Dans l’étude actuelle, les chercheurs ont purifié les synapses du tissu post-mortem d’une zone du cerveau connue sous le nom de cortex préfrontal dorsolatéral, de 35 personnes chez qui on avait diagnostiqué une schizophrénie, 35 personnes atteintes de trouble bipolaire et 35 personnes non affectées. Les collaborateurs de la plateforme de protéomique ont analysé les synapses purifiées par spectrométrie de masse, mesurant l’abondance de milliers de protéines et de fragments de protéines de manière impartiale.
“Nous sommes en mesure de faire ces découvertes parce que nous pouvons obtenir une couverture aussi profonde, sensible et quantitative du protéome synaptique, grâce aux membres de notre équipe de la plate-forme protéomique de Broad”, a déclaré Dejanovic.

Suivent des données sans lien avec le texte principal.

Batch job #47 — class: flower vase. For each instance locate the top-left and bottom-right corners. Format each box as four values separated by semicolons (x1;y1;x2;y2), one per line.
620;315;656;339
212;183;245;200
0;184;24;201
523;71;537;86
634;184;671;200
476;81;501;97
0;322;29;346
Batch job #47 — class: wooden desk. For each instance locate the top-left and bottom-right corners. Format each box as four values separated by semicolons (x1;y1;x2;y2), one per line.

Dans des échantillons de personnes atteintes de chaque trouble, l’équipe a observé des changements dans les niveaux de centaines de protéines par rapport aux individus témoins. Étonnamment, plus de 200 de ces protéines ont été enrichies ou appauvries de la même manière dans les deux conditions. Les scientifiques ont été surpris de voir à quel point les modèles de changements protéiques étaient comparables entre les troubles.
L’équipe a ensuite examiné si les protéines altérées étaient connectées dans des réseaux connus ou des voies biochimiques au sein de la cellule, grâce à des analyses informatiques menées par le premier auteur de l’étude, Sameer Aryal.

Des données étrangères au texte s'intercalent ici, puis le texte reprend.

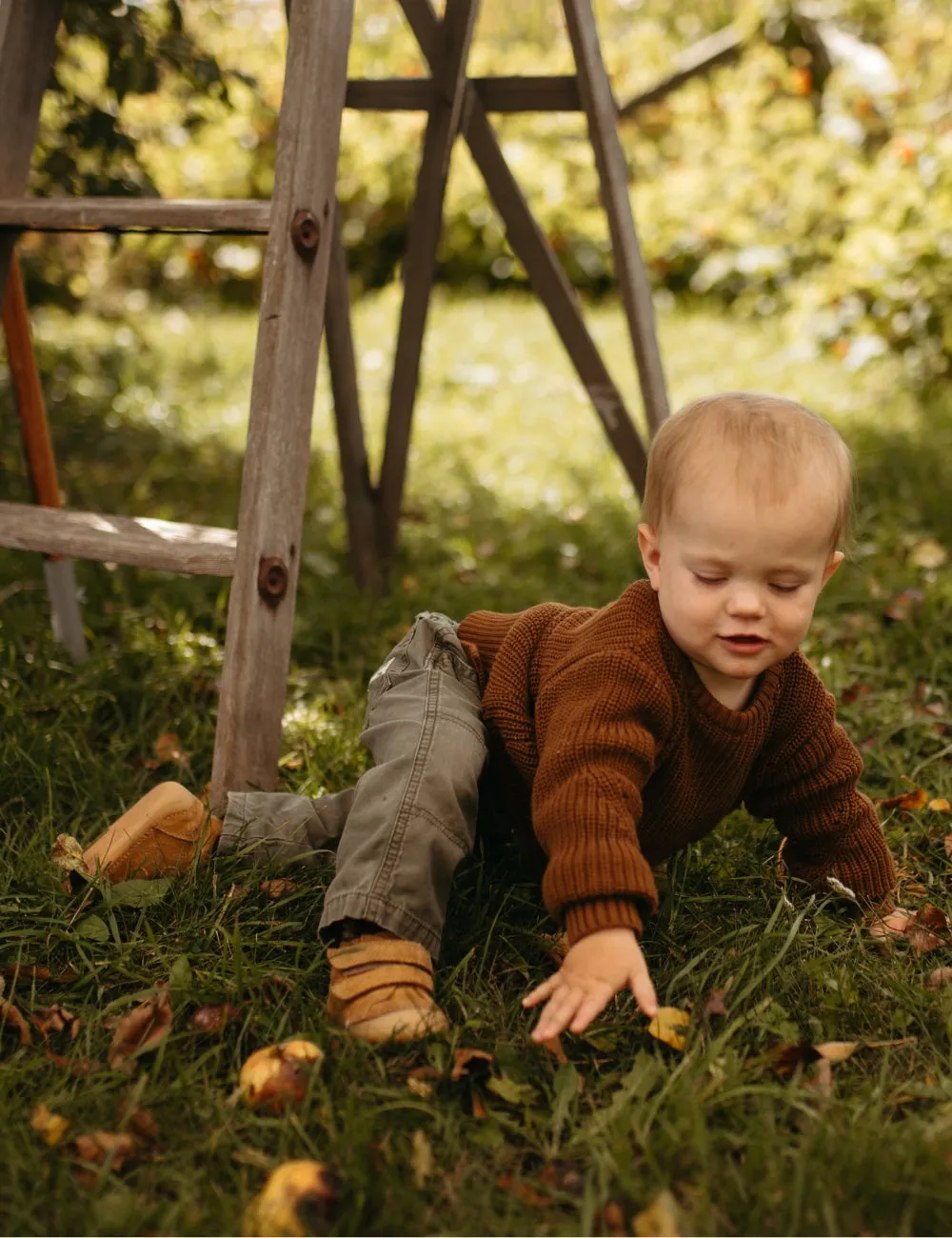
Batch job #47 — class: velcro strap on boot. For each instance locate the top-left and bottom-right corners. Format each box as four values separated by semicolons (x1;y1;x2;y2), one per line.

“L’analyse des réseaux de protéines nous aide à comprendre comment les groupes de protéines changent dans les synapses de la maladie, révélant des connexions moléculaires qui ne sont pas facilement discernables en ne regardant que les niveaux de protéines individuels”, a déclaré Aryal, chercheur postdoctoral au laboratoire Sheng.
Certaines des protéines régulées positivement étaient associées à l’autophagie (le processus de recyclage des protéines de la cellule) et aux voies qui transportent les molécules d’une partie de la cellule à une autre. Les protéines sous-régulées étaient liées à la fonction synaptique, mitochondriale et ribosomique, ce qui suggère que le métabolisme énergétique et la production de protéines pourraient être freinés dans ces cellules.
Souris modèles
Les chercheurs ont également observé des changements de voie similaires chez des souris déficientes en Akap11, un gène qui chez l’homme est un facteur de risque à la fois pour la schizophrénie et le trouble bipolaire, une découverte faite par des scientifiques du Stanley Center et ailleurs en 2022. Les similitudes de voie dans le modèle de souris renforcé les résultats dans les échantillons humains et validé le modèle en tant que système expérimental utile pour étudier ces conditions. “Ce sont des troubles cérébraux à l’échelle du système, nous avons donc besoin de modèles animaux valides comme les souris mutantes Akap11 qui ont un système nerveux entièrement intact”, a expliqué Sheng.
Les scientifiques du Stanley Center examinent actuellement les souris déficientes en Akap11 pour élucider l’impact de ces altérations protéiques, y compris les changements dans le trafic moléculaire au niveau de la synapse. Les résultats de cette analyse impartiale les aideront, ainsi que d’autres groupes de recherche, à hiérarchiser les protéines et les voies pour une étude plus approfondie.
Cette étude a examiné les protéines de plusieurs synapses agrégées ensemble et les synapses d’une seule région du cerveau. Les scientifiques ont déclaré que les travaux futurs pour étudier les protéines des synapses individuelles pourraient fournir une vue à résolution encore plus élevée. Et l’analyse des synapses d’autres régions du cerveau pourrait révéler des altérations moléculaires spécifiques à la région, ce qui pourrait aider à mieux comprendre ces troubles à l’échelle du système.